Hydration layers at the graphite-water interface: Attraction or confinement

Water molecules at solid surfaces typically arrange in layers. The physical origin of the hydration layers is usually explained by two different reasons: (1) the attraction between the surface and water and (2) the water confinement due to the surface. While the attraction is specific to the particular solid, the confinement is a general property of surfaces; a differentiation between the two effects is, therefore, critical for research on interactions at aqueous interfaces. Here, we investigate the graphite-water interface, which is a widely used model system where the solid-water attraction is often considered to be negligible. Similar to previous studies, we observe hydration layers using three-dimensional atomic force microscopy at the graphite-water interface. We explain why the confinement could cause the formation of hydration layers even in the absence of attraction between surface and water by employing Monte Carlo simulations. Using additional molecular dynamics simulations, we continue to show that at ambient conditions, however, the confinement alone does not cause the formation of layers at the graphite-water interface. We thereby demonstrate that there is a significant graphite-water attraction.

Figure 1

A vertical slice of 3D AFM data showing the excitation frequency shift obtained at the graphite-water interface. The color scale ranges from $-7$ to 13 kHz.

Figure 2

MC simulation of a one-dimensional system of hard spheres with radius $\sigma$ between two hard walls spaced $40\sigma$ apart. In (a), the probability density $p$ of finding a sphere is plotted as function of the position $z$ between the two walls. The different curves show the probability densities for one to 15 spheres in the system. The space blocked by the walls is indicated by the shaded area in (b). In (c), (d), the space blocked by a single sphere placed far away and close to the wall, respectively, is indicated.

Figure 3

MC simulation of a one-dimensional system of spheres between two walls. The sphere-wall interaction is modeled with a purely repulsive hard-wall potential. The sphere-sphere interaction is modeled with an attractive interaction according to $-E_{\text{SS}}/d$, where $d$ is the distance between two spheres and $E_{\text{SS}}$ varies from zero (no attraction, black half-transparent line) to $10k_{\text{B}}T$ (red line).

Figure 4

Density profiles from MC simulations with attractive forces acting between the spheres and between the spheres and the wall. The sphere-wall interaction is modeled with a potential of $-E_{\text{SW}}/d$ that is superimposed on a hard-wall potential. The factor $E_{\text{SW}}$ varies from $k_{\text{B}}T$ (black half-transparent line) to $6k_{\text{B}}T$ (red line).

Figure 5

Comparison of MD simulation results (a) with the experimental AFM data (b).

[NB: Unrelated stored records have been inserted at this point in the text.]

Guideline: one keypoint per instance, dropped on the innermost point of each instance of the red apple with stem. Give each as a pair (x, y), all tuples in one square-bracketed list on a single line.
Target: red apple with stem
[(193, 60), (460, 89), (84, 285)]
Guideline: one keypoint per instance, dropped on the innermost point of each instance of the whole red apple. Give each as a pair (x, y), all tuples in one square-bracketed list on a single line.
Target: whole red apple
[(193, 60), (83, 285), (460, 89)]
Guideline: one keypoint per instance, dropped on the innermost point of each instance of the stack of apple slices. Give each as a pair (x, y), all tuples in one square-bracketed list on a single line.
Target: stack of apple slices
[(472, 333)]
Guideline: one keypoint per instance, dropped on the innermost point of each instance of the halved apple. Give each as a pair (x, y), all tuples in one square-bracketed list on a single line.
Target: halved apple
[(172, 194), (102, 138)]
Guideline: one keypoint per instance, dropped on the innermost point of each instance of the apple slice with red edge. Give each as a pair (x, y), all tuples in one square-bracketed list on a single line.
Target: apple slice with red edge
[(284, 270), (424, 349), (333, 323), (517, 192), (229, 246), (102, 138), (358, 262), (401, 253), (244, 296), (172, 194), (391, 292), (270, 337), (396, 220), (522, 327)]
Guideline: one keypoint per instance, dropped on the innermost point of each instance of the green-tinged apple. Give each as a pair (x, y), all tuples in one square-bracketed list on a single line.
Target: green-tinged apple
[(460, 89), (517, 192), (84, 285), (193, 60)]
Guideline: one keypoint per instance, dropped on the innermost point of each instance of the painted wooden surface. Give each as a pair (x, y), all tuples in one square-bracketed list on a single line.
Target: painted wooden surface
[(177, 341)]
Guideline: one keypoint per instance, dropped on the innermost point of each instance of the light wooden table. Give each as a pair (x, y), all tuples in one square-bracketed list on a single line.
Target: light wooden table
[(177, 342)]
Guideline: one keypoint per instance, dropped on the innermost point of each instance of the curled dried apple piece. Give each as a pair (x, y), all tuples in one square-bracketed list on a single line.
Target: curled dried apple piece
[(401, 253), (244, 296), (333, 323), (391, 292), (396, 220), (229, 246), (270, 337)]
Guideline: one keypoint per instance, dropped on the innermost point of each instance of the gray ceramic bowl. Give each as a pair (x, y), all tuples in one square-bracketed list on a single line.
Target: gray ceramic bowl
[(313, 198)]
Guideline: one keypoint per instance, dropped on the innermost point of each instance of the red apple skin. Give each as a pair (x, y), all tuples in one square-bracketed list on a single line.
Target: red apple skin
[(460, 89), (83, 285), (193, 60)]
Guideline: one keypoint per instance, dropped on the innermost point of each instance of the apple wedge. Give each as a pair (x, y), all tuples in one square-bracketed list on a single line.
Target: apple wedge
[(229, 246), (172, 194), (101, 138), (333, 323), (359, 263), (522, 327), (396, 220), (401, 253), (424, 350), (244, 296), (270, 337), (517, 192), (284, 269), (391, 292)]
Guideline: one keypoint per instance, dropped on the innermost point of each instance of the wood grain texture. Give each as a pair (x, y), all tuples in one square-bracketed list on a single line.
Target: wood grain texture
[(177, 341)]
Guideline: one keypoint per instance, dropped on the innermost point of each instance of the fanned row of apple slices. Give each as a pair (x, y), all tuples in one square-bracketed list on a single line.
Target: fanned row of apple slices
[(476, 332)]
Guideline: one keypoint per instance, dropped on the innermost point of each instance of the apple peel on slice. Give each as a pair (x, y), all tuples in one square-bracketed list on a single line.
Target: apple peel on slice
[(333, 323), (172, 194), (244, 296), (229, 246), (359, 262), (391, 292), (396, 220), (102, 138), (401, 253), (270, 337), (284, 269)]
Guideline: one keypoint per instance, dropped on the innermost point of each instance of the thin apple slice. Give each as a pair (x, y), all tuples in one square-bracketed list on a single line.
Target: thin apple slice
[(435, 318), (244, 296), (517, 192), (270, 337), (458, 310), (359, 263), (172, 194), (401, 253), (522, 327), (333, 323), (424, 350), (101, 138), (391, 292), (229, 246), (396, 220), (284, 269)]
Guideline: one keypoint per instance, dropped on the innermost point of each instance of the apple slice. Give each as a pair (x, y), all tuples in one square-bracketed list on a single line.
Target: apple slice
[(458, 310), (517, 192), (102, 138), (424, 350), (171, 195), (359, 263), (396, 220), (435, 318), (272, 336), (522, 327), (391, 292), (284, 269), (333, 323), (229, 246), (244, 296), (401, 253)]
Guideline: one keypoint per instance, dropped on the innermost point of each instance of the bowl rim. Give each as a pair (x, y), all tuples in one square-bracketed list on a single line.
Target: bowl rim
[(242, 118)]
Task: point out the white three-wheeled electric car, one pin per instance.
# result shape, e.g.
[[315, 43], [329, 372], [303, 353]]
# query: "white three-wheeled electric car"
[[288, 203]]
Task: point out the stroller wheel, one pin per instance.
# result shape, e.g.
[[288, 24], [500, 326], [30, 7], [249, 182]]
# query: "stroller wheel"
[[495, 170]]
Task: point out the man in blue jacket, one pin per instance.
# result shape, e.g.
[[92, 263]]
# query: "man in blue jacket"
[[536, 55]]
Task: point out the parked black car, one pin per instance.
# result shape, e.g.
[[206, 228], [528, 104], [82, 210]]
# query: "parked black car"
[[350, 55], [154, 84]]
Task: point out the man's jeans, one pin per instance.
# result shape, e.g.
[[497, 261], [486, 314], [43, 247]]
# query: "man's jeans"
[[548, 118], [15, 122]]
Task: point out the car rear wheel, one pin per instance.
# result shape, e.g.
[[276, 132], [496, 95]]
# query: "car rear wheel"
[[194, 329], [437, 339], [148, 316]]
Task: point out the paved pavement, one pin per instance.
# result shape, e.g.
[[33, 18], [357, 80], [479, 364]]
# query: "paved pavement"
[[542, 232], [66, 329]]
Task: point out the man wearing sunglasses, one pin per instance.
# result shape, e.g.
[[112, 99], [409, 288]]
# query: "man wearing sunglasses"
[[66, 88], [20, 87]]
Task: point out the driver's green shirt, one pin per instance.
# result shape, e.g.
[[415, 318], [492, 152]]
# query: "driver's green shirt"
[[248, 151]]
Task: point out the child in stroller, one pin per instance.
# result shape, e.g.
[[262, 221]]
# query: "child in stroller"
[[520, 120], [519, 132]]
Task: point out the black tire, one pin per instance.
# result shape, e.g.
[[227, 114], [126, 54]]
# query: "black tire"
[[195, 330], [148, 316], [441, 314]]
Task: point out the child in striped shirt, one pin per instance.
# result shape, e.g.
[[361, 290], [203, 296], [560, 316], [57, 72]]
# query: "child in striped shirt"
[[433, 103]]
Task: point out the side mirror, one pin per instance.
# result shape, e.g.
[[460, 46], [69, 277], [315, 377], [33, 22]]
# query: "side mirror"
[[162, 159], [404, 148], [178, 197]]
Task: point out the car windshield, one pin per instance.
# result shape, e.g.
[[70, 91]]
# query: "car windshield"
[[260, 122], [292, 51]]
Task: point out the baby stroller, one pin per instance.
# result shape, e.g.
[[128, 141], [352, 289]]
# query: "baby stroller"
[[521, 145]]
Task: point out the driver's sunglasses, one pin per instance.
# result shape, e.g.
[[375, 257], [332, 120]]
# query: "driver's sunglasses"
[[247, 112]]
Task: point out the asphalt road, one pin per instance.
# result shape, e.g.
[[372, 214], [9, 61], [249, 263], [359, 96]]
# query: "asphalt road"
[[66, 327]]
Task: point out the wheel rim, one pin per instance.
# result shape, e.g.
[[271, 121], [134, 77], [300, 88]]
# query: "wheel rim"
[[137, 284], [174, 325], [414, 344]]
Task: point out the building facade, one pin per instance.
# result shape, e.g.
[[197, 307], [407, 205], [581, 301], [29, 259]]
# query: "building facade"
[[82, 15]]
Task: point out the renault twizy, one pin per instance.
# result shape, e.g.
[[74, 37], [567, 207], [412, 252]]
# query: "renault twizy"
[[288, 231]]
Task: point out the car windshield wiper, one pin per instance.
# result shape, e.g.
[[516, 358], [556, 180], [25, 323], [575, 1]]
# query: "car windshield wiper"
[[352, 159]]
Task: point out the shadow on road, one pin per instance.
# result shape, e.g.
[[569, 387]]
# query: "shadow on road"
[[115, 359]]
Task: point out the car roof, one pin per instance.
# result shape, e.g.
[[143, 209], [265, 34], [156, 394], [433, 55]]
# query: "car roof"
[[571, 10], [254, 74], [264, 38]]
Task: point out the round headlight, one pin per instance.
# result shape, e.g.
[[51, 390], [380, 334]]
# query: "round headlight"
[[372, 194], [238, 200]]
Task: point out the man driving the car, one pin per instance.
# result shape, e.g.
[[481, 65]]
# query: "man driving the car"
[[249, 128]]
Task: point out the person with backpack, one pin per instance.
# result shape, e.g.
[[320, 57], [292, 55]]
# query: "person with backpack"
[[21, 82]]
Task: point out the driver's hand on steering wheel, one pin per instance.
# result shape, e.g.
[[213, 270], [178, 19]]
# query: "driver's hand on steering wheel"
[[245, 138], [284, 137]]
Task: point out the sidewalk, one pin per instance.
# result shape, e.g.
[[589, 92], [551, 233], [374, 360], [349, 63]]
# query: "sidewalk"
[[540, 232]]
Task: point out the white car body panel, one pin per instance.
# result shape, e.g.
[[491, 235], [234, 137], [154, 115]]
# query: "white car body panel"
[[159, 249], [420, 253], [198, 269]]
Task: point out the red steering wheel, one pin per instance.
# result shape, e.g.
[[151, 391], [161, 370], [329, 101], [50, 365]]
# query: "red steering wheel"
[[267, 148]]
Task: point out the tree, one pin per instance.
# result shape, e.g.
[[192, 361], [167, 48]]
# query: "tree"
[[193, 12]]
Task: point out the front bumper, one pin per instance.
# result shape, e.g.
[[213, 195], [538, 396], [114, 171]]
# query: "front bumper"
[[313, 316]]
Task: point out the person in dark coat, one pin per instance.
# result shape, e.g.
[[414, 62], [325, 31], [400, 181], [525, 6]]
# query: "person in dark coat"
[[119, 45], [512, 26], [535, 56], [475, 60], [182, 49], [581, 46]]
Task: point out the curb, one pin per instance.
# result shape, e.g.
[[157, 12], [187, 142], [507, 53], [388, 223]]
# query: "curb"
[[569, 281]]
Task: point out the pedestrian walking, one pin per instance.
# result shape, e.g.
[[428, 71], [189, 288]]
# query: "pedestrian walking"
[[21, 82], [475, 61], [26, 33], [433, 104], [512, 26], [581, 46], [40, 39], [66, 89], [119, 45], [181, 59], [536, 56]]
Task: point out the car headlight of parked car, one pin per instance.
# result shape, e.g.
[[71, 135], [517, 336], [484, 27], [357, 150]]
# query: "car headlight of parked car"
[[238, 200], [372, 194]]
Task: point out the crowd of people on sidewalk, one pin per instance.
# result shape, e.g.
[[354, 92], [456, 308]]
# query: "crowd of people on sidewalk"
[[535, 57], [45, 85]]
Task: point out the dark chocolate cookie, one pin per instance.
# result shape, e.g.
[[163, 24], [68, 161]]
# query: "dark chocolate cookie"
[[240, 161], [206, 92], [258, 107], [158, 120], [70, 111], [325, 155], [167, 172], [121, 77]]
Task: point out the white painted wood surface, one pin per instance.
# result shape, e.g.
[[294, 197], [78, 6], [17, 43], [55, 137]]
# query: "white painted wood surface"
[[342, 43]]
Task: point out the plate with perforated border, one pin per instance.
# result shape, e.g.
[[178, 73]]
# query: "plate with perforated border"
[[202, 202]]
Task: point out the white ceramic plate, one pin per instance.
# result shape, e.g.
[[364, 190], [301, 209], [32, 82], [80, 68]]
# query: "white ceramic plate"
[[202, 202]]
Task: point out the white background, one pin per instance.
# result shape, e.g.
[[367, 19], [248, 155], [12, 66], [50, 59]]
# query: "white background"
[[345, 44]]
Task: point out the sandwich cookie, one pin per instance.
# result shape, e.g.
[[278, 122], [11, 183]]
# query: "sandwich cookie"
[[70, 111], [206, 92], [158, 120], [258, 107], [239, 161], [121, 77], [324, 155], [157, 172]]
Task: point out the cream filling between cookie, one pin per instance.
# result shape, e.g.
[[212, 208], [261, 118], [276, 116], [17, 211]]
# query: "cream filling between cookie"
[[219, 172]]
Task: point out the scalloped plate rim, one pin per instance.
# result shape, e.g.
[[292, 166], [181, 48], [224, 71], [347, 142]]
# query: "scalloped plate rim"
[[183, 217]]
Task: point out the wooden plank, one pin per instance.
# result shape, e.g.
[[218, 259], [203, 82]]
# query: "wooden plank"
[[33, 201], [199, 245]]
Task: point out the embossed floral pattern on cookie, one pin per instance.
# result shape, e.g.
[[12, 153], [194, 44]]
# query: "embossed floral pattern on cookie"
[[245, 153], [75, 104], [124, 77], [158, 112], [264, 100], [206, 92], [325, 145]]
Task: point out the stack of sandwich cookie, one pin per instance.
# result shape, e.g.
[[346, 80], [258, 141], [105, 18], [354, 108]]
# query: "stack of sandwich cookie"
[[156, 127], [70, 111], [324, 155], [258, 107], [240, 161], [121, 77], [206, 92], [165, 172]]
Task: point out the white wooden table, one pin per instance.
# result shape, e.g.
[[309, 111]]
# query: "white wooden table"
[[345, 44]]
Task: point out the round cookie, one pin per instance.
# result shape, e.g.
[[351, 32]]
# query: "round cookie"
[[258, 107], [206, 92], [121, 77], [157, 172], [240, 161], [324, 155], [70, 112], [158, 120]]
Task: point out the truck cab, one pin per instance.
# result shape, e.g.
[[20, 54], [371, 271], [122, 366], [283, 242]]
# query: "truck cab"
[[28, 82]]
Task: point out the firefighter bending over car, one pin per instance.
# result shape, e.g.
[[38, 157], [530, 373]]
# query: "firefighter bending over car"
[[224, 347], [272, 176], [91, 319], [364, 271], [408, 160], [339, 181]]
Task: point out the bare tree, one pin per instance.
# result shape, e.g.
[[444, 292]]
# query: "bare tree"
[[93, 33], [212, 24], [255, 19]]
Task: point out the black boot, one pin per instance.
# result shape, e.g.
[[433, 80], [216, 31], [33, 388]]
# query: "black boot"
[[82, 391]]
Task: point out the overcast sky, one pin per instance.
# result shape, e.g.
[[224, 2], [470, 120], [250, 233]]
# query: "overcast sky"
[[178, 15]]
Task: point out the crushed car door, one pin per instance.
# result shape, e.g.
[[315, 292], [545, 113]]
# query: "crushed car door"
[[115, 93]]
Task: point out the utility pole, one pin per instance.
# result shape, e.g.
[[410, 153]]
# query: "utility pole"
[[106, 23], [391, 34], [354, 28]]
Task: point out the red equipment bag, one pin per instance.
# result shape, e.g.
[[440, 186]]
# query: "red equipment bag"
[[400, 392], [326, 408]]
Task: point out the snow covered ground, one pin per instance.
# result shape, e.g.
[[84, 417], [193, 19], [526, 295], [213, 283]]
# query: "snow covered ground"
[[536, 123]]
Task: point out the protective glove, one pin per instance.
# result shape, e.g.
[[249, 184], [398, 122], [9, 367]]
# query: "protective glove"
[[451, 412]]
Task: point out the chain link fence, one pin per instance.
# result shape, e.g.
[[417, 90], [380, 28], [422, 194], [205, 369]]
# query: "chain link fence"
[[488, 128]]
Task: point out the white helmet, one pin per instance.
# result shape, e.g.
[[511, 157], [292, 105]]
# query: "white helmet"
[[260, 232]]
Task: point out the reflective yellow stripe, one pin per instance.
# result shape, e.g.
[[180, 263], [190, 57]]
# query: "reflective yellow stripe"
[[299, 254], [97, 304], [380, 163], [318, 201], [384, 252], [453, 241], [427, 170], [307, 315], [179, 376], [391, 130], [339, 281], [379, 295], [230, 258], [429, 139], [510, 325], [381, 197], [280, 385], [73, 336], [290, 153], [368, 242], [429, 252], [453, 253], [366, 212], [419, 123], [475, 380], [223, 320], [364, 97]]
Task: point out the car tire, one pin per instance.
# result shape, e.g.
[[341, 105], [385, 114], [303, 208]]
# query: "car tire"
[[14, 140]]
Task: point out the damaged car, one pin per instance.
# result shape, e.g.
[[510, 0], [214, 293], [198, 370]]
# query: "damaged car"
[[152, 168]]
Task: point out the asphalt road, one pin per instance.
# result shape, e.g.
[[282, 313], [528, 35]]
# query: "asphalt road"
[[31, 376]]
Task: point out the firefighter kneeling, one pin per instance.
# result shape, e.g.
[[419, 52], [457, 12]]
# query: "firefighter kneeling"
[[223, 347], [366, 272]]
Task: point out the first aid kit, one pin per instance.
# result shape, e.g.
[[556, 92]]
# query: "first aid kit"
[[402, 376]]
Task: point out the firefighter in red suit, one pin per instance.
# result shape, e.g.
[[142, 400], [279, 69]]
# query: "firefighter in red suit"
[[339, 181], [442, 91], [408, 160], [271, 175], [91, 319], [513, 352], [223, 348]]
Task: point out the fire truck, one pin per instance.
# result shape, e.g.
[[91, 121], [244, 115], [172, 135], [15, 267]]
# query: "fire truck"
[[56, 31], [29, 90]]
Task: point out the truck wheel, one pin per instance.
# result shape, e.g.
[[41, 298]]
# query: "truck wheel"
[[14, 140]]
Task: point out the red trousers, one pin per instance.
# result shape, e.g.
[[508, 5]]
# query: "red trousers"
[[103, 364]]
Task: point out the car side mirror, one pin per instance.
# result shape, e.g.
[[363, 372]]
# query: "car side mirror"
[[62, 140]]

In (a), water-oxygen density profiles (normal to the surface, in $z$ direction) are shown for a force field with attraction (black curve) and for the purely repulsive carbon-water interaction (red curve). The vertical average over all experimental AFM data shown in Fig. 1 as function of the $z$-piezo displacement $z_{\text{p}}$ is shown in (b) for a direct comparison with the MD data. The offsets of the horizontal axes of (a) and (b) are arbitrarily aligned.

Figure 6

Setup of the MD simulation box used for the data presented in Fig. 5 as the black curve (the simulation with the full force field by Wu and Aluru [41]). The simulation frame corresponds to the equilibrated system.

Figure 7

Water-oxygen density profiles perpendicular to the surface for the Wu and Aluru [41] parametrization [black curve, same as in Fig. 5] and the parametrization from Werder et al. [52]. The results for the purely repulsive carbon-water interaction are shown in red [same as in Fig. 5].

Figure 8

Water-oxygen density profiles perpendicular to the surface for the purely repulsive carbon-water interaction and a decreasing amount of water.

Figure 9

Water-oxygen density profiles perpendicular to the surface for the purely repulsive carbon-water interaction and decreasing slab spacings of 6, 5, and 4 nm.